Active study drug (ciraparantag) doses are expressed as active drug moiety.

Table 2

Subject demographics

Characteristics	Study 1		Study 2
	Apixaban		Rivaroxaban
	Ciraparantag (n = 36)	Placebo (n = 13)	Ciraparantag (n = 48)	Placebo (n = 16)
Age (years), mean (SD)	54.7 (4.1)	57.2 (6.9)	55.9 (5.3)	54.3 (3.9)
Age range (years)	50–64	50–73	50–73	50–65
Male sex, n (%)	28 (77.8)	10 (76.9)	41 (85.4)	14 (87.5)
Weight (kg), mean (SD)	77.9 (11.5)	82.0 (16.8)	83.6 (13.9)	78.7 (14.3)
BMI (kg/m2), mean (SD)	26.4 (2.8)	27.4 (3.7)	27.7 (2.9)	26.0 (3.5)
GFR (mL/min), mean (SD)	85.1 (12.6)	81.5 (13.9)	84.0 (10.68)	85.6 (13.3)
Ethnicity, n (%)a
White	18 (50.0)	8 (61.5)	24 (50.0)	8 (50)
Black or African American	16 (44.4)	5 (38.5)	22 (45.8)	8 (50)
Hispanic or Latino	9 (25.0)	5 (38.5)	11 (22.9)	5 (31.3)
Asian	2 (5.6)	5 (38.5)	2 (4.2)	0

BMI, body mass index; GFR, glomerular filtration rate; SD, standard deviation.

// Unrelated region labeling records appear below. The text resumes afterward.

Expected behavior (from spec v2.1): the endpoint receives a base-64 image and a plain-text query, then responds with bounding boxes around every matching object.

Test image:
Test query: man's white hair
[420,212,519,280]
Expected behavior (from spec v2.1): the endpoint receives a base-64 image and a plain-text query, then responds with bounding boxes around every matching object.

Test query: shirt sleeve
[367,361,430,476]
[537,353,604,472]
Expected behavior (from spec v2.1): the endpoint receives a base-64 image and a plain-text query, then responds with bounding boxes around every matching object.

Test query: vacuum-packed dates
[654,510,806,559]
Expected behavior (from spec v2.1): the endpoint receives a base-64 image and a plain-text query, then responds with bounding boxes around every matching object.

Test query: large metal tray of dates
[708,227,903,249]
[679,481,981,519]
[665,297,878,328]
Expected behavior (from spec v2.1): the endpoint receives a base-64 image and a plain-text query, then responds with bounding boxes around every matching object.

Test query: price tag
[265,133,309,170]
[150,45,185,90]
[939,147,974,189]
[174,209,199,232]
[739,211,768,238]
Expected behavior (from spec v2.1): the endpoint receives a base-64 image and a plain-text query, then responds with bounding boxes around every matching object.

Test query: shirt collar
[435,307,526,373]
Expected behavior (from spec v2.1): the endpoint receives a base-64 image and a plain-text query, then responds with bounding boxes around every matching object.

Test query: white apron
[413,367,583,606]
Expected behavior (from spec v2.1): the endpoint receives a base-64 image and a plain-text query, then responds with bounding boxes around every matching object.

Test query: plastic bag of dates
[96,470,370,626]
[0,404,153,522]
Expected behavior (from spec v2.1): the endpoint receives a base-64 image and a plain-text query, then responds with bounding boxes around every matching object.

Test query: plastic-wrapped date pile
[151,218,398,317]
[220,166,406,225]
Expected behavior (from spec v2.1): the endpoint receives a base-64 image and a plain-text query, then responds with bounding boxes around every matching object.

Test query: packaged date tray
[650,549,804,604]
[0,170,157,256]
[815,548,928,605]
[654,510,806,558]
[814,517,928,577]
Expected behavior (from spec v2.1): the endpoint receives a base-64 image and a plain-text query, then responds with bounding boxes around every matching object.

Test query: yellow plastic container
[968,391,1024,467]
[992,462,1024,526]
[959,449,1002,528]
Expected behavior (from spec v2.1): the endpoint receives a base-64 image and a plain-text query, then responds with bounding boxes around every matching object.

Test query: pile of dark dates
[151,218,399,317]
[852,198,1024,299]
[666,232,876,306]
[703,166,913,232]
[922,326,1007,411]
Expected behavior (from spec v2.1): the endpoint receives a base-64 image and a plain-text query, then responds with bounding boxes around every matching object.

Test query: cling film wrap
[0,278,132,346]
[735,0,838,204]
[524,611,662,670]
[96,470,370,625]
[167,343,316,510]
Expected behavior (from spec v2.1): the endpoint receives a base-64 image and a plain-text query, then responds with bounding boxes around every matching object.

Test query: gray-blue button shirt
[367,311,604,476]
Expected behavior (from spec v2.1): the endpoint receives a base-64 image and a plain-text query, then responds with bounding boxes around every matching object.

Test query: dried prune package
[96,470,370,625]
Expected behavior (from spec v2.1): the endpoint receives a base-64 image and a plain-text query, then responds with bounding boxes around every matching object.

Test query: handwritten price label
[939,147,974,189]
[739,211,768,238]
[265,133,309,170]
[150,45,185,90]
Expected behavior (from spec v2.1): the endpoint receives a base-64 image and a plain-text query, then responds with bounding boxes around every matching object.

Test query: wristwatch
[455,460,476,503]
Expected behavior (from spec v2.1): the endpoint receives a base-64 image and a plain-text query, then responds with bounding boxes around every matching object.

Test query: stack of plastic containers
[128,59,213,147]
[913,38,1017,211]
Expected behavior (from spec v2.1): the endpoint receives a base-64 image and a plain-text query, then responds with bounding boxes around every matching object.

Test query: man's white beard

Ethnicity numbers greater than total ‘n’ because of overlap in subjects.

Table 3

Treatment-emergent adverse events

	Study 1		Study 2
	Apixaban		Rivaroxaban
Subjects with	Ciraparantag (n = 36)	Placebo (n = 13)	Ciraparantag (n = 48)	Placebo (n = 16)
TEAEs	13 (36.1%)	0	20 (41.7%)	2 (12.5%)
TEAEs in >1 subject
Hot flush	8 (22.2%)	0	9 (18.8%)	0
Feeling hot	3 (8.3%)	0	2 (4.2%)	0
Feeling cold	1 (2.8%)	0	4 (8.3%)	0
Paraesthesia	0	0	3 (6.3%)	0
Flushing	0	0	2 (4.2%)	0
Dizziness	0	0	2 (4.2%)	0
Dysgeusia	0	0	2 (4.2%)	0

TEAE, treatment-emergent adverse event.